Note: NPR's First Listen audio comes down after the album is released. However, you can still listen with the Spotify or Apple Music playlist at the bottom of the page.
Anyone who's engaged disco with the same depth and seriousness that Hercules & Love Affair ringmaster Andrew Butler has, knows that by its nature and at its finest, this is a music of balances made in the spirit of losing one's balance. And among disco's glories is how these contrasting fundamentals play out: the celebratory and the elegiac, the social politics and personal emotions, pop songwriting and club functionality, the traditionally soulful and the technologically modern.
Since the beginning, Hercules & Love Affair records have not simply acknowledged these contradictory elements but aspired to find meaning in them. Where so much contemporary disco is an exercise in genre or affectation – or worse, nostalgia for a utopia that never was – Butler permeates his with more broadly accepted currency. Though it unabashedly began as a classicist's pop-house take on the contemporary dance-floor, and is still rooted in this world, H&LA music navigates the pathos of today's life through a panoply of voices and ideas representative of the gender-nonconforming diversity of Butler's community, tweaking and updating the norms throughout.
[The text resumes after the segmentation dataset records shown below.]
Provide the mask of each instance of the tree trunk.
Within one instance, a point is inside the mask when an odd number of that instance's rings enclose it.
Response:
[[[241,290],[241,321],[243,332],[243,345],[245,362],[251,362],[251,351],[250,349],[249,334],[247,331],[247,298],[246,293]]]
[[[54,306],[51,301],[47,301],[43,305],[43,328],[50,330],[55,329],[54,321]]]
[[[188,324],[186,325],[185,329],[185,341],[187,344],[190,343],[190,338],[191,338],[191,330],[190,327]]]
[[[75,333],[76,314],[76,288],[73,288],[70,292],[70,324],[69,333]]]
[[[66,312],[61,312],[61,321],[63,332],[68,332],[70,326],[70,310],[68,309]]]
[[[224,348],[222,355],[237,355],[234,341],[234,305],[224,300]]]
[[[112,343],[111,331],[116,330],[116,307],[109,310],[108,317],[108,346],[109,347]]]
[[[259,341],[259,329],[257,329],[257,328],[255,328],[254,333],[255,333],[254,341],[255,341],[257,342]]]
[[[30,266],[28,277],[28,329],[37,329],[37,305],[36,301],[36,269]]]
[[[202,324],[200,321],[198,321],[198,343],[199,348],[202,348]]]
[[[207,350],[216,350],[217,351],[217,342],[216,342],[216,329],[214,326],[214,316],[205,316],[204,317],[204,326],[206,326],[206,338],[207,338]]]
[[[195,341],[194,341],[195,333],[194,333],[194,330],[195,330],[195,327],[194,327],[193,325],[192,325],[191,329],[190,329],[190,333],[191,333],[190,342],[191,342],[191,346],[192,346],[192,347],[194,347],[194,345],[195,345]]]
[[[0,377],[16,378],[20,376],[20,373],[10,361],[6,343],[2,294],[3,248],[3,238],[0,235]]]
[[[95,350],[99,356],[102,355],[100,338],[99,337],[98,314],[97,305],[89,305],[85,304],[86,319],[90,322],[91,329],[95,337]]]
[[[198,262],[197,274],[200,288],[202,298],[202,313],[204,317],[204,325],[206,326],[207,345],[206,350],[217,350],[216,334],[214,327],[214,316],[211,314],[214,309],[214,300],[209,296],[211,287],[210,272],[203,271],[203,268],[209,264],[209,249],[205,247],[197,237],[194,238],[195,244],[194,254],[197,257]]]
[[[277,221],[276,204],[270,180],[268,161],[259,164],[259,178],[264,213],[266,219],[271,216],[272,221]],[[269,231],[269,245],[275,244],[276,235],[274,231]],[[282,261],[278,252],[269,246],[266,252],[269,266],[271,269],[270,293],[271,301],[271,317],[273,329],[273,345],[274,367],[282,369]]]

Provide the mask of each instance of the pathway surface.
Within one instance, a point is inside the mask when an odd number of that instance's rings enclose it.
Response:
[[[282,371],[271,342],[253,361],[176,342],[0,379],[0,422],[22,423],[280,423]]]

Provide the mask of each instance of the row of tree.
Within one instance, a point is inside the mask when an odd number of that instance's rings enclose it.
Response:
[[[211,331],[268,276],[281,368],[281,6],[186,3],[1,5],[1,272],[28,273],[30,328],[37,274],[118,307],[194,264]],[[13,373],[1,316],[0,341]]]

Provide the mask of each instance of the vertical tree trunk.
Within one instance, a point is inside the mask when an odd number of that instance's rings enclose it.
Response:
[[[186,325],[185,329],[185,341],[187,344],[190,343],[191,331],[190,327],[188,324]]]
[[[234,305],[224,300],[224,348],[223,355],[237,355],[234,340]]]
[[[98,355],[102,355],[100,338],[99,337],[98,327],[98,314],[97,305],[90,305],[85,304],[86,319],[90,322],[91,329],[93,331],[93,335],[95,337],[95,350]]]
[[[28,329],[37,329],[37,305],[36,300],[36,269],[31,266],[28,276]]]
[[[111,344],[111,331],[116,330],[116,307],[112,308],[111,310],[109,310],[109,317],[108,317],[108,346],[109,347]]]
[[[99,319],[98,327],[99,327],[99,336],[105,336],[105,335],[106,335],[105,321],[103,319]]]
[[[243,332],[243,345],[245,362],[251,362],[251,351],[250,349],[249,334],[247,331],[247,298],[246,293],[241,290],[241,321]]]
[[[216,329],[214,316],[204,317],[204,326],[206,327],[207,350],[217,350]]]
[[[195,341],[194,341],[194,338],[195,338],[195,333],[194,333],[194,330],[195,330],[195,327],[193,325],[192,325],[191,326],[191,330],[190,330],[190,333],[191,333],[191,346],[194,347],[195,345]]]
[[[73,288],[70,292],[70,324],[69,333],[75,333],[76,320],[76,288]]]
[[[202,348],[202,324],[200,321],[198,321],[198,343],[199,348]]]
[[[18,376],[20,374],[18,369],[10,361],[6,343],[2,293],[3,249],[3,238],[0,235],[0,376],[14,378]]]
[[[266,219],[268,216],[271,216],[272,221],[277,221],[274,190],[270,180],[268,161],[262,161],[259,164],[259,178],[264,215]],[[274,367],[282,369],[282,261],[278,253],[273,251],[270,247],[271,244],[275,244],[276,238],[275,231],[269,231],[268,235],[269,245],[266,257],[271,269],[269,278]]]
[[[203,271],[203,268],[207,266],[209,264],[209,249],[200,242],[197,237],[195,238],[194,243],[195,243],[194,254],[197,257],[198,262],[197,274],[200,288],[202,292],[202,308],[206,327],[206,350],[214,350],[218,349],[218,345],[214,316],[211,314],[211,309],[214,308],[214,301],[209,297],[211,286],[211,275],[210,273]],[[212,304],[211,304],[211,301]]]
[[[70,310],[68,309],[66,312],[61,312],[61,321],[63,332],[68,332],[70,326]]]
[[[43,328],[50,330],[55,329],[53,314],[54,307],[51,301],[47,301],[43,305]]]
Omnion, H&LA's fourth album, continues tipping the scales in modernity's favor and disorienting the script. You actually have to take a step back from a track like "Rejoice," voiced by longtime collaborator Rouge Mary, to recognize it as a sibling of great gospel-disco numbers of yore. That's because the industrialized dirt of the mix — percolating, sequenced keyboards, the synthetic chafe of the vocal filter, the screeching stabs of background voices — is a new touch on sanctified old-school uplift. In more clichéd hands, "Epilogue" would be a familiar type of album-closer, beatless and doleful, with Gustaph, another longtime H&LA vocalist, fronting a children's choir while offering broadly stroked social empathy. But here it sounds like the punctuation of a classic synthesizer sci-fi soundtrack and a love letter to The Resistance at the same time. Both speak to the production presence of New York techno engineer, Phil "The Butcha" Moffa, who is part of Omnion's secret sauce.
Contrast these progressive notes with Butler's ongoing desire to communicate through beat-wise pop songs, interpreted by nuanced, boldface voices. Sharon Van Etten's thoughtful confession floats through the synths and brass of the aspirational title track, damning gender pronouns and ascending a sugar-sweet, cloudy chorus. The Horrors lead singer Faris Badwan rides a thick bassline as he updates classic freestyle vibes on the sexually-charged and distant "Controller." Later on the album he recreates Pet Shop Boys synth-pop vibes with EDM production touches on the song "Through Your Atmosphere." Then there's "Are You Still Certain?," a collaboration with the Lebanese rock band Mashrou' Leila and its singer Hamed Sinno, which bumps pleasantly on a spine of soft keyboards, funk guitar and bonus percussion. The Arabic vocals, in the midst of all this extreme Western-centricity, is a wonderful surprise as well as a reminder that Beirut's disco scene was once the stuff of legends.
The clearest example of Butler's use of disco's paradoxes lies in a trio of songs at the album's center, all of which seemingly look beyond the rhythm of the night for their purpose. On "Fools Wear Crowns," the only Omnion track that Butler sings himself, and which, he confessed to Pitchfork, documents his escape from substance abuse, and "Lies," wherein Gustaph addresses something like a truth-telling conscience, the backbeats don't kick in until the tracks are a third of the way through, punctuating the ornamental role these beats serve with more explicitly diaristic purposes.
At first, the beat also seems secondary to "Running," a tour de force featuring the vocal trio Sísý Ey and the Kirke String Quartet. Yet the sonics that stitch together this Butler lament are motley — tribal electronics, swooping strings, the torch-soul incantations of Icelandic sisters — and experiencing this counter intuitive fit is otherworldly.
What's contextually understandable about "Running" on Omnion dissolves when heard outside of the album — which, in today's listening experience, all songs must, especially those by club-oriented artists. And while one imagines only the most adventurous DJ will find room in their set for "Running" — maybe deep into a sunrise — its balanced address of matters at once literal and metaphysical is a perfect modern expression of disco's timelessness.